Scy-Chazelles is located near Mont Saint-Quentin, from where the defense of Metz and its surroundings areas against invasions was organized. The slopes of this mountain produced the varietal "The King of Wines" in the mid-16th century. The village of Scy-Chazelles has more than 13 religious sanctuaries (churches, chapels, crosses, shrines ...), but its most notable is the fortified Saint Quentin Church. The church was founded around 1177 and subsequently strengthened to make people safe from thieves and looters. It also houses the remains of Robert Schuman, the "father of Europe," who died in the town in 1963.

The church of Saint-Rémi, dating from the late 6th century, is known for its Roman architecture with three naves on square pillars built in the 11th century and (later restored in the 15th century). It is located at the Place de l'Esplanade, opposite the town hall, offering a panorama of the city of Metz and its surroundings.

Like other towns of the Moselle, the German Empire annexed Scy-Chazelles as it grew, and the village was part of the German Empire from 1871 to 1918 and from 1940 to 1944. On 1 April 1941 the town of Scy-Chazelles was renamed Sigach and was integrated into the urban of Metz (Stadtkreis Metz). During the Battle of Metz, Scy-Chazelles was defended by the 462nd Volks-Grenadier-Division of General Otto von Knobelsdorff's First Army.
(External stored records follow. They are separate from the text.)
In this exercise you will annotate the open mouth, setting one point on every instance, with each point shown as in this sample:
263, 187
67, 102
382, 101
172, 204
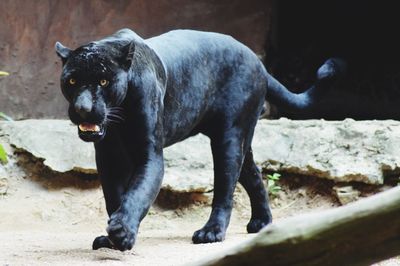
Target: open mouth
91, 132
On 21 November 1944 Scy-Chazelles was liberated by General George S. Patton's Third Army.

== Sights ==
- Bismarck tower, the only one in France
- Saint Quentin Church

== Notable people ==
- Pierre-Dominique Bazaine (1786–1838), scientist and engineer, was born in Scy.
- Robert Schuman (1886–1963), Luxembourg-born French statesman lived in Scy prior to his death in 1963.

== Education ==

=== Preschool - Ecole Maternelle Sous les Vignes ===
Founded in the 19th century, the Sous les Vignes preschool is the oldest school in Scy-Chazelles. It is located at 11 Rue de Crimée, in the heart of the old Scy village. The building housing the school has been donated to the village of Scy-Chazelles in 1859 by the famous Bouteiller family. Associated to this donation is the legal obligation of maintaining a preschool indefinitely in the donated building.